Rajoy quedó, sin embargo, lejos de la mayoría absoluta y necesitará el acuerdo de varios partidos para ser investido.
"Hablaré con todas las fuerzas políticas y primero con el PSOE", reconoció.
Pese a haber perdido cinco escaños respecto a diciembre, el socialista PSOE quedó segundo con 85 diputados, evitando ser adelantado por la izquierda radical Unidos Podemos como pronosticaban todos los sondeos.
Tras un resultado muy inferior al esperado "es el momento de ser humildes", reconoció el portavoz de Podemos Pablo Echinique, en una comparecencia en ausencia de su líder, Pablo Iglesias.
Mientras tanto, los socialistas se mantuvieron firmes en su negativa a facilitar un gobierno conservador.
"Los votos del PSOE que hemos recibido ayer son votos para cambiar a Rajoy, para cambiar las políticas injustas, ineficaces, antisociales del PP", lanzó su número dos, César Luena. "No vamos a apoyar al señor Rajoy para la investidura ni nos vamos a abstener", reafirmó el portavoz parlamentario socialista, Antonio Hernando.

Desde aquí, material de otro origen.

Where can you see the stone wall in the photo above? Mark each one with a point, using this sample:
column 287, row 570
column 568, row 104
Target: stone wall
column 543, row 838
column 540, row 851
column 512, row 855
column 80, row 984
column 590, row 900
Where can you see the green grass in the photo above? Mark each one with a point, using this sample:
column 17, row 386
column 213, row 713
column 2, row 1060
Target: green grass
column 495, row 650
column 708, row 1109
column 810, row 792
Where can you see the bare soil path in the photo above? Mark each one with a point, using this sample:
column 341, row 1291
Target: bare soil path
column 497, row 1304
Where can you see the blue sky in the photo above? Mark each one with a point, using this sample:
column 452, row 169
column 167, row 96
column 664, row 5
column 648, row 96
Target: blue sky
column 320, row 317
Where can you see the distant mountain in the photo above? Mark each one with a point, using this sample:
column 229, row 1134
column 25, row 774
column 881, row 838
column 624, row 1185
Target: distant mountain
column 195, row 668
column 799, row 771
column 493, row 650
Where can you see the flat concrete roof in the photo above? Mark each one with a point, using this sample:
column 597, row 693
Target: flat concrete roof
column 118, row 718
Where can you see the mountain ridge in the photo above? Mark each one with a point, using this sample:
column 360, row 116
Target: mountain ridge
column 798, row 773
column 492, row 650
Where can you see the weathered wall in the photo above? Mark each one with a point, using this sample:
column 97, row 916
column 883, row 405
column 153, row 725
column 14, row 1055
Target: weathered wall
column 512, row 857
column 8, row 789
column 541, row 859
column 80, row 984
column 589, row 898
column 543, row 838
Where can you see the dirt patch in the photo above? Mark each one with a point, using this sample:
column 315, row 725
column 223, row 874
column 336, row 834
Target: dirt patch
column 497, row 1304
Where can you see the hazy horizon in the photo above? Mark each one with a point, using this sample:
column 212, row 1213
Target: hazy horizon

Sin al menos la abstención socialista, al PP le costaría alcanzar un acuerdo suficiente, incluso con el apoyo de los 32 diputados del partido de centroderecha Ciudadanos.

Nuevas negociaciones

La cuestión ahora es, por lo tanto, si Rajoy logrará apoyos para ser investido y cuándo.
"Va a haber gobierno pronto", confiaba el sociólogo Narciso Michavila, presidente del instituto GAD3, de tendencia conservadora.
"No tengo tan claro que la negociación sea rápida", replicaba José Pablo Ferrándiz, del centro de sondeos Metroscopia, cercano a los socialistas.
Los españoles votaron buscando estabilidad, pero la política española sigue en territorio pantanoso.